Some things never change. One of the unshakable axioms of the Catholic church is that bishops who toe the line get promoted. This morning, the Vatican presented American Catholics with exhibit A when it announced that New York archbishop and United States Conference of Catholic Bishops president Timothy Dolan will be elevated to the rank of cardinal by Pope Benedict XVI next month.
Considering that the New York archdiocese is widely regarded as the spiritual heart of the Catholic church in America and that eight out of New York’s ten archbishops have been named cardinals, it was only a matter of time before Dolan got the red hat. Still, given the great deal of respect Dolan’s peers have for the archbishop, the visibility of his current office, and the fact that his charm and media savvy have made him the de facto face of the American Catholic church, many people were surprised that it took Rome this long to move on his promotion.
I find it particularly telling that Benedict only created Dolan a cardinal after he made the fight against marriage equality a top priority of both his episcopate and the USCCB. In New York, Dolan spearheaded the opposition to the state’s marriage equality law. While the bill was being debated, Archbishop Dolan frantically worked to torpedo it, saying that allowing loving and committed same-sex couples the freedom to marry would turn the State of New York into a communist dictatorship. He called marriage equality “perilous,” “detrimental for the common good,” and a “violation of what we consider natural law that’s embedded in every man and woman.” He railed against same-sex marriage in a series of blog posts, characterizing it as “Orwellian social engineering.” In the same post, he compared marriage equality to polygamy, and went further in an interview on 60 Minutes in March, saying “I love my mom. I don’t have the right to marry her.”

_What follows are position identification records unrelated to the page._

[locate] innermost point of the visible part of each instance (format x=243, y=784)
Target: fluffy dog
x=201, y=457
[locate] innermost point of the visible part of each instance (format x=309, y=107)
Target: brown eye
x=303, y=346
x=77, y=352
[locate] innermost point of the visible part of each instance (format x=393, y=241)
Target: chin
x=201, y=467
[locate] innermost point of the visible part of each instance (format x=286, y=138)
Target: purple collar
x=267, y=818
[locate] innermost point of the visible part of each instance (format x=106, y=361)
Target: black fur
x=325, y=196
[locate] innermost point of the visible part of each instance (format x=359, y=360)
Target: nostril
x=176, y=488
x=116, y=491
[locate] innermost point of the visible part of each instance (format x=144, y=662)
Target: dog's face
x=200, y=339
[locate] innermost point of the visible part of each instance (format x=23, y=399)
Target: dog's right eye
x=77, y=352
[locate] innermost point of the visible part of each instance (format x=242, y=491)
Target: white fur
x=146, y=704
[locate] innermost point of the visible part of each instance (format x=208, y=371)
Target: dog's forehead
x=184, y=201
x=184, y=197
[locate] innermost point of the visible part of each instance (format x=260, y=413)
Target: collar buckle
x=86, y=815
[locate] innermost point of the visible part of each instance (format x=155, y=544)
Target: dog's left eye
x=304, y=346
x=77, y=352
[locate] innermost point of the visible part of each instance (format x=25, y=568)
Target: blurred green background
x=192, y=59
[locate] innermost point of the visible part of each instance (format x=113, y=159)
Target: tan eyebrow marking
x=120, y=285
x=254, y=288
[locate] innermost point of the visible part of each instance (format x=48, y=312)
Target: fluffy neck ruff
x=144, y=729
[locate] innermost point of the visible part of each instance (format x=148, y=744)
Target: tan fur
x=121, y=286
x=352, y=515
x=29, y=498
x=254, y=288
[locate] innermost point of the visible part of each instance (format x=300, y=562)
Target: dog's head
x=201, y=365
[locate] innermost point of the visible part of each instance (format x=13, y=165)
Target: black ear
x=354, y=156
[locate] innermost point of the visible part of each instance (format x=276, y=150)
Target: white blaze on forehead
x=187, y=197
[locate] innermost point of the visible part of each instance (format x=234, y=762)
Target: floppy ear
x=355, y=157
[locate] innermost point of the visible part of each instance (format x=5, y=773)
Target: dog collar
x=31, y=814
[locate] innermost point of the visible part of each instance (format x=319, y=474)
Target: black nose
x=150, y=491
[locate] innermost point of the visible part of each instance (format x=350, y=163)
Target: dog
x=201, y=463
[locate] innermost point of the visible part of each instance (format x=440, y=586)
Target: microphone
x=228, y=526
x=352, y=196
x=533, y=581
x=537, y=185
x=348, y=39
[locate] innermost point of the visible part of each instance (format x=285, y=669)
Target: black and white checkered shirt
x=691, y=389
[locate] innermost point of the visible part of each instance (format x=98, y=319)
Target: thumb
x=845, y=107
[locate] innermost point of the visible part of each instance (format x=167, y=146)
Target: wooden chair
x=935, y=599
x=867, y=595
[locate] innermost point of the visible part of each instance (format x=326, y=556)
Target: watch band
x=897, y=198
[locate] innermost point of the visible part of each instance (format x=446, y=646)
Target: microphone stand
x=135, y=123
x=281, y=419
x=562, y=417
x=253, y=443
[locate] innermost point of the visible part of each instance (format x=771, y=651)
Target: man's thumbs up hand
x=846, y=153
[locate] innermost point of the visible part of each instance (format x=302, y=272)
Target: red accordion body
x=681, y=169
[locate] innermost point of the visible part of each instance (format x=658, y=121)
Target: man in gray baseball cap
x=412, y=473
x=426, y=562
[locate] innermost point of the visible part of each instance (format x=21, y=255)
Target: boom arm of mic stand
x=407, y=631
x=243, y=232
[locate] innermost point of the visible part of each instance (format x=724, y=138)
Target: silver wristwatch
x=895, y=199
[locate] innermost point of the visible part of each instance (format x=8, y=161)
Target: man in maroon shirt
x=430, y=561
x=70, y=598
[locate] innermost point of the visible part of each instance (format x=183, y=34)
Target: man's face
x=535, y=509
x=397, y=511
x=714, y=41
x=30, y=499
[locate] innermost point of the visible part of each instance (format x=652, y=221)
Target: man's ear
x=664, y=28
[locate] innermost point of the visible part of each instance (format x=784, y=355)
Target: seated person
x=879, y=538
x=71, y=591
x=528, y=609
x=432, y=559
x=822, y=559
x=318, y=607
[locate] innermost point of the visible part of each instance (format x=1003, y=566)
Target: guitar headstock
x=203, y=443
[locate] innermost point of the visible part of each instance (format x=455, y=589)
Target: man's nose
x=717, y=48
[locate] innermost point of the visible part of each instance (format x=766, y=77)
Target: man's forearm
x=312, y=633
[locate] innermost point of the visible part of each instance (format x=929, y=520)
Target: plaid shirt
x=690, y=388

Dolan’s anti-gay rhetoric didn’t stop after the law passed. He whined that he had been tricked by the politicians who cast their votes for fairness and lied that Catholic churches in his diocese were being threatened with lawsuits intended to force them to perform same-sex weddings, despite the fact that the law explicitly prohibited such suits. And he doubled down on his rhetoric about the “threat” to marriage posed by loving same-sex couples, comparing their marriages to “polygamy, adultery, and forced marriages.”
The United States Conference of Catholic Bishops has taken a similarly aggressive tack under Dolan’s leadership, forming a so-called subcommittee “for the Promotion and Defense of Marriage” dedicated to opposing equal marriage rights. This group is so extreme that its Policy Advisor for Marriage and Family, Daniel Avila, was forced to resign late last year after publishing an inflammatory column in which he stated that homosexuality is caused by Satan.
Apparently, engaging in consistent spiritual abuse of LGBT people so endeared him to Catholic leaders in Rome that they gave him a promotion. The worst part? All cardinals under the age of 80 are eligible to vote in a papal conclave (election). Benedict XVI is in failing health, and Dolan’s young age (at 61, he’s a veritable spring chicken among his fellow cardinals, whose average age in 2010 was 78) ensures that he’ll be able to help vote another anti-gay pope into office after the current one dies, and is likely to be able to repeat the feat at least once more. And the cycle of institutional homophobia in the Catholic church continues.